Source : Perspectives économiques de l'OCDE, n° 106.
Les risques qui pèsent sur les perspectives économiques sont orientés de manière prédominante à la baisse. Une grande incertitude entoure l'impact exact du Brexit sur le Royaume‑Uni et l'UE, mais un net ralentissement de la demande en provenance de ces économies affaiblirait sensiblement l'économie irlandaise compte tenu de sa dépendance à l'égard des échanges. L'effet induit sur l'Irlande pourrait être amplifié si le fléchissement de la demande se traduisait par une baisse des prix de l'immobilier d'habitation freinant la construction de logements dans le pays. En outre, au‑delà des prévisions fondées sur le scénario central et des risques connexes, une issue désordonnée des négociations relatives au Brexit, une montée des tensions liées aux politiques commerciales impliquant directement les économies européennes, et un choc affectant l'offre de pétrole modifieraient considérablement les perspectives (Tableau 1.2).

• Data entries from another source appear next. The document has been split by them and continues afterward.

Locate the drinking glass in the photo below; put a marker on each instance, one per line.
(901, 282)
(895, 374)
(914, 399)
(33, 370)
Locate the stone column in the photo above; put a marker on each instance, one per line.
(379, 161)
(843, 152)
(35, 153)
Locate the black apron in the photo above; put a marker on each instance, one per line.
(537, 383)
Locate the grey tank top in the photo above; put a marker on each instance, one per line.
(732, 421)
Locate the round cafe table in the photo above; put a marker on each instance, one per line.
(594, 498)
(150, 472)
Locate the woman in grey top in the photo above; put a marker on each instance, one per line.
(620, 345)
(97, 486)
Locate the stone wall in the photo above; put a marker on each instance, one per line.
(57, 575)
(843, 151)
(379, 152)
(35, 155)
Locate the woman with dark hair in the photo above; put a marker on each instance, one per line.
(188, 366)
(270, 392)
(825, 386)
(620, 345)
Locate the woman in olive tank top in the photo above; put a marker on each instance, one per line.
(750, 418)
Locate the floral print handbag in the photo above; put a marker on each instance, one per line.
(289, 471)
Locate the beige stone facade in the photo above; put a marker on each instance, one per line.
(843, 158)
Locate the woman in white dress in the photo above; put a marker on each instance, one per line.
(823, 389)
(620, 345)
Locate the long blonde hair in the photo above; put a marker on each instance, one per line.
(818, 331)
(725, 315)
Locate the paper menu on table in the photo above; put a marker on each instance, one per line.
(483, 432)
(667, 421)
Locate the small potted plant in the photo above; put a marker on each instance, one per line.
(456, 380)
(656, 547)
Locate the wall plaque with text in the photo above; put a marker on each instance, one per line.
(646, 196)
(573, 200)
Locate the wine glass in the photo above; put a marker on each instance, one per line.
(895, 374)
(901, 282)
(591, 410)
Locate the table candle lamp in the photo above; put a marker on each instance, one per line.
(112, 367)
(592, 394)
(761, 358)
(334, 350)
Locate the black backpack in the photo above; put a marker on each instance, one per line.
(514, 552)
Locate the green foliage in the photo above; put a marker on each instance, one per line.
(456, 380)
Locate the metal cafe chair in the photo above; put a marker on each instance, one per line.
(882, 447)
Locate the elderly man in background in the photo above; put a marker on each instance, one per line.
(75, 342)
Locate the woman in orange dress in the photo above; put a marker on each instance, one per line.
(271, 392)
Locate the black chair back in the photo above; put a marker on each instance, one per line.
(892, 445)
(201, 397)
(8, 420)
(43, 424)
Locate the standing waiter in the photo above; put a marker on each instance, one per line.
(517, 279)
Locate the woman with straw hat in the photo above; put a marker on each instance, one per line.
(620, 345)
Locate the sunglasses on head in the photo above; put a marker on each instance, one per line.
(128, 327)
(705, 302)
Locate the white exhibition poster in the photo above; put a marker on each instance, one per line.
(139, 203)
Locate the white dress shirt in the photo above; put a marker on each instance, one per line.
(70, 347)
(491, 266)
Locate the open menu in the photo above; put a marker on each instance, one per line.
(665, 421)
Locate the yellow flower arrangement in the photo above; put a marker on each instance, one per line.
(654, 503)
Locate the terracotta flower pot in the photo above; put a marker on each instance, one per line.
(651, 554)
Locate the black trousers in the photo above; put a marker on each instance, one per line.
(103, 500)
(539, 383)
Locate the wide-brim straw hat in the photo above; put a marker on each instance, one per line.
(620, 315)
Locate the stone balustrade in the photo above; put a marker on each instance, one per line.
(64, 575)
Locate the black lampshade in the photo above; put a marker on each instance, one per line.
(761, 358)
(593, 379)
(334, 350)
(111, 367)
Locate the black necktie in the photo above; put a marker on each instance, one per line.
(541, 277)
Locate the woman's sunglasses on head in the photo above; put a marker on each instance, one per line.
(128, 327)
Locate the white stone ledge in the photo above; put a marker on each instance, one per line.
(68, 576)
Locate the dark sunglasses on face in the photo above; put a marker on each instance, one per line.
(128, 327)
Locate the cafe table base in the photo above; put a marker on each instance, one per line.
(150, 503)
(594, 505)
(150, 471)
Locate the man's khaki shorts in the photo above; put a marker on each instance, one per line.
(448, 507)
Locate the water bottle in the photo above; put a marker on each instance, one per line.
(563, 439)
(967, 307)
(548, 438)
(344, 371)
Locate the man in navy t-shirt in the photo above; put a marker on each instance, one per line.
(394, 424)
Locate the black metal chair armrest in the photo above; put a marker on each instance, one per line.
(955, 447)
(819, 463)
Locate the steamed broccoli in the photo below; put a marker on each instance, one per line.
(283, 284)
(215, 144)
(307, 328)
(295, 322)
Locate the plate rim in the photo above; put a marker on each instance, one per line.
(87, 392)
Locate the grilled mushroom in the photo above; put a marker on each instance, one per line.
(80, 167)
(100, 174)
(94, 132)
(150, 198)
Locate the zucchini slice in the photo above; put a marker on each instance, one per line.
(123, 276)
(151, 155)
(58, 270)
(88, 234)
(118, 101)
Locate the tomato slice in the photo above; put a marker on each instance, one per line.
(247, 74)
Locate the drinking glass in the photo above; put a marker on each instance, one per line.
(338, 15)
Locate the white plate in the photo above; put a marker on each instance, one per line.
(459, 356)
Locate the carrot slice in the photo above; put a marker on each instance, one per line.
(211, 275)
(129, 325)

Si des risques négatifs se concrétisaient, certains points faibles de l'économie irlandaise pourraient accentuer leurs retombées préjudiciables. Alors même que l'incertitude liée à l'action publique est forte à l'échelle mondiale, l'incertitude politique interne s'accentue aussi, dans la mesure où des élections législatives auront probablement lieu en Irlande en 2020. Les séquelles de la crise financière pourraient aussi amplifier un choc économique négatif. La charge de la dette du secteur des ménages demeure volumineuse en termes de comparaison internationale, même si elle a nettement diminué au cours des dix dernières années (Graphique 1.9). La dette du secteur public reste également élevée, et les éléments de fragilité du secteur financier demeurent une source de préoccupation pour les responsables de l'action publique (deux facteurs examinés de manière plus approfondie ci‑après). Un grand atout de l'économie irlandaise, mais aussi un facteur de vulnérabilité, réside dans la forte proportion de sociétés à capitaux étrangers dans le secteur des entreprises. Elles représentent actuellement environ un emploi sur cinq en Irlande (en tenant compte à la fois des effets directs et indirects) et l'essentiel des recettes d'impôt sur les sociétés. Ces entreprises sont mobiles sur le plan international et une remise en cause de leur volonté de résider en Irlande pourrait être lourde de conséquences pour son économie. La dette des entreprises est volumineuse en termes de comparaison internationale, mais elle est gonflée par l'endettement de grandes entreprises multinationales vis‑à‑vis d'entités étrangères qui appartiennent souvent au même groupe d'entreprises. Abstraction faite de ces engagements, la dette du secteur irlandais des entreprises est d'un niveau assez similaire à ceux observés dans les autres pays européens (Department of Finance, 2019b).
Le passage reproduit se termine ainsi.